Monday, March 21, 2005

The Beatitudes: The Poor in Spirit, The Patient, and They Who Mourn

The Sermon on the Mount is so much at variance with all that the world holds dear that the world will crucify anyone who tries to live up to its values. Because Christ preached them, He had to die. Calvary was the price He paid for the Sermon on the Mount. Only mediocrity survives. Those who call black black, and white white are sentenced for intolerance. Only the grays live.

The Lord Who says, "Blessed are the poor in spirit," comes into the world that believes in the primacy of the economic; let Him stand in the market place where some men live for collective profit, or where others say men live for individual profit, and see what happens. He will be so poor that during life He will have nowhere to lay His head; a day will come when He will die without anything of economic worth. In His last hour He will be so impoverished that they will strip Him of His garments and even give Him a stranger's grave for His burial, as He had a stranger's stable for His birth.

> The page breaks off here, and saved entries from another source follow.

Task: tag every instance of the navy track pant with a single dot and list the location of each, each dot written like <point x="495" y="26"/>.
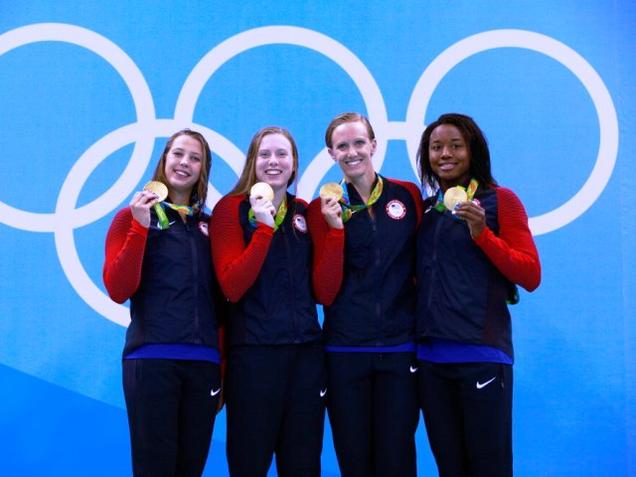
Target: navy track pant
<point x="372" y="405"/>
<point x="467" y="409"/>
<point x="275" y="401"/>
<point x="171" y="408"/>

Let Him come into the world which proclaims the gospel of the strong, which advocates hating our enemies, which condemns Christian virtues as the "soft" virtues, and say to that world, "Blessed are the patient," and He will one day feel the scourges of the strong barbarians laid across His back; He will be struck on the cheek by a mocking fist during one of His trials; He will see men take a sickle and cut the grass from a hill on Calvary, and then use a hammer to pinion Him to a Cross to test the patience of One Who endures the worst that evil has to offer, that having exhausted itself it might eventually turn to Love.

Let Him come into our world which ridicules the idea of sin as morbidity, considers reparation for past guilt as a guilt complex and preach to that world, "Blessed are they who mourn" for their sins, and He will be blindfolded and mocked as a fool. They will take His Body and scourge it, until His bones can be numbered; they will crown His head with thorns, until He begins to weep not salt tears but crimson beads of blood, as they laugh at the weakness of Him Who will not come down from the Cross.